While severe recalcitrant cutaneous DNA viral infections in DOCK8 deficiency suggested an expanded DNA virome, the increased incidence of viral infections in general prompted us to examine the RNA virome. We overcame the technical hurdle of extracting sufficient biomass for sequencing from noninvasive skin samples and collected a total of 207 skin and nares swabs from DOCK8-deficient patients; within-patient samples were combined based on skin physiology and/or anatomical proximity to achieve sufficient RNA for sequencing (see Methods for details). We generated 31 Gb of rRNA-subtracted, microbial RNA-seq data from four combined skin sites of 26 DOCK8-deficient patients (Supplementary Table 13). The majority of viral RNA reads mapped to DNA viruses, mostly Papillomaviridae and Polyomaviridae (Supplementary Table 14), which may indicate active viral replication. The relative abundances of the genera of polyomaviruses and papillomaviruses detected in the RNA and DNA datasets were highly similar (Supplementary Fig. 7a). The nares of DOCK8-deficient patients revealed colonization with several RNA viral families, including members of Coronaviridae (coronavirus species), Picornaviridae (rhinovirus, enterovirus, and kobuvirus species), Orthomyxoviridae (influenza), and Paramyxoviridae (parainfluenza) (Fig. 4a). Using reference-free de novo assembly of viral and unmapped RNA reads, we identified contigs with 85–97% identity to distinct reference human rhinovirus (HRV) genomes, in multiple samples from three different patients.
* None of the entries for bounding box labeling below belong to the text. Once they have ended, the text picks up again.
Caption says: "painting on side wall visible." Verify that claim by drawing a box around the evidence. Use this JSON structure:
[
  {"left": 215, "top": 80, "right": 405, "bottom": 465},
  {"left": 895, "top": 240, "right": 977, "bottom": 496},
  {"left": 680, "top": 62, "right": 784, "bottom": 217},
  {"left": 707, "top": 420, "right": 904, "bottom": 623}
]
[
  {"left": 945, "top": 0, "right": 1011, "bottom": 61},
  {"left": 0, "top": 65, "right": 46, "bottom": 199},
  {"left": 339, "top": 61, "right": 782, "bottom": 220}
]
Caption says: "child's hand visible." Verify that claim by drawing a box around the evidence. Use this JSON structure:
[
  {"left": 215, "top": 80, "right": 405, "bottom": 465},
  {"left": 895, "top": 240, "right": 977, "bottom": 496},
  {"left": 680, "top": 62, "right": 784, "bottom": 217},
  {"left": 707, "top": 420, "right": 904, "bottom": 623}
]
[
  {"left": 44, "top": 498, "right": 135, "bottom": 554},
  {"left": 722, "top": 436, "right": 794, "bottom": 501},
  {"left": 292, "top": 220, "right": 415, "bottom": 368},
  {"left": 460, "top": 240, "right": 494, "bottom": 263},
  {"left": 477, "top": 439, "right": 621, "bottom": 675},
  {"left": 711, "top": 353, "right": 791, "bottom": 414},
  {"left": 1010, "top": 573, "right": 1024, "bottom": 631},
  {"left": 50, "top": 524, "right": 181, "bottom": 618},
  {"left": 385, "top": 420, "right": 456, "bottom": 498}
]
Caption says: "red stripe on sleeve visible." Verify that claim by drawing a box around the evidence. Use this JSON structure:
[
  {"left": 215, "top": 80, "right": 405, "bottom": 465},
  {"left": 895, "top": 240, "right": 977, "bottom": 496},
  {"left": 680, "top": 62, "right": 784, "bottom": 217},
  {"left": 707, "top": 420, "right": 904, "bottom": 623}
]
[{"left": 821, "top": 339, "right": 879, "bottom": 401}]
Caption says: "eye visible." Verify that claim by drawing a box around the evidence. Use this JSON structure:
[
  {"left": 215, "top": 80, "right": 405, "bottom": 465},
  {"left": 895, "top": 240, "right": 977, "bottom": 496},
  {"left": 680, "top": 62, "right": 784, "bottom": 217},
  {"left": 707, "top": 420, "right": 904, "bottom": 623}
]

From these, we constructed two full genomes of putative novel rhinovirus variant and genotype (Rhinovirus A genome detected in a single patient and a Rhinovirus B genome detected in two other patients), with 89 and 80% nucleotide identity to the closest genotype (A60 and B93), respectively, at the VP1 gene used for phylogenetic assignment (Supplementary Fig. 7b). One DOCK8-deficient patient exhibited high relative abundances of rubella virus, whose genome carried signature mutations of the vaccine strain. Among the nine patients who had RNA viruses detected in their nares, five had undergone clinical laboratory testing for respiratory pathogens and three of these five had positive results that directly corresponded to clinical laboratory results (D8_Pt16, D8_Pt19, D8_Pt21). The other two patients had negative clinical tests and notably lower relative abundances (less than 0.5%) of rhinovirus (D8_Pt20) and parainfluenza (D8_Pt20, D8_Pt21).

Fig. 4: Human RNA viruses in DOCK8-deficient patients and comparison between viral presence in sequencing data and cutaneous lesions.
figure 4

a, Relative abundance heatmap of human RNA viral species detected in the nares of DOCK8-deficient patients. b, Boxplots comparing mean percentage of HPV reads and patients that presented with any warts on their skin (n = 27 patients, two-sided Wilcoxon rank-sum test). c, Boxplots comparing mean percentage of MCV reads and patients that presented with any molluscum contagiousum lesions on their skin (n = 27 patients, two-sided Wilcoxon rank-sum test). All boxplots are the median with the interquartile range, and error bars are the 1.5 times interquartile range (whiskers).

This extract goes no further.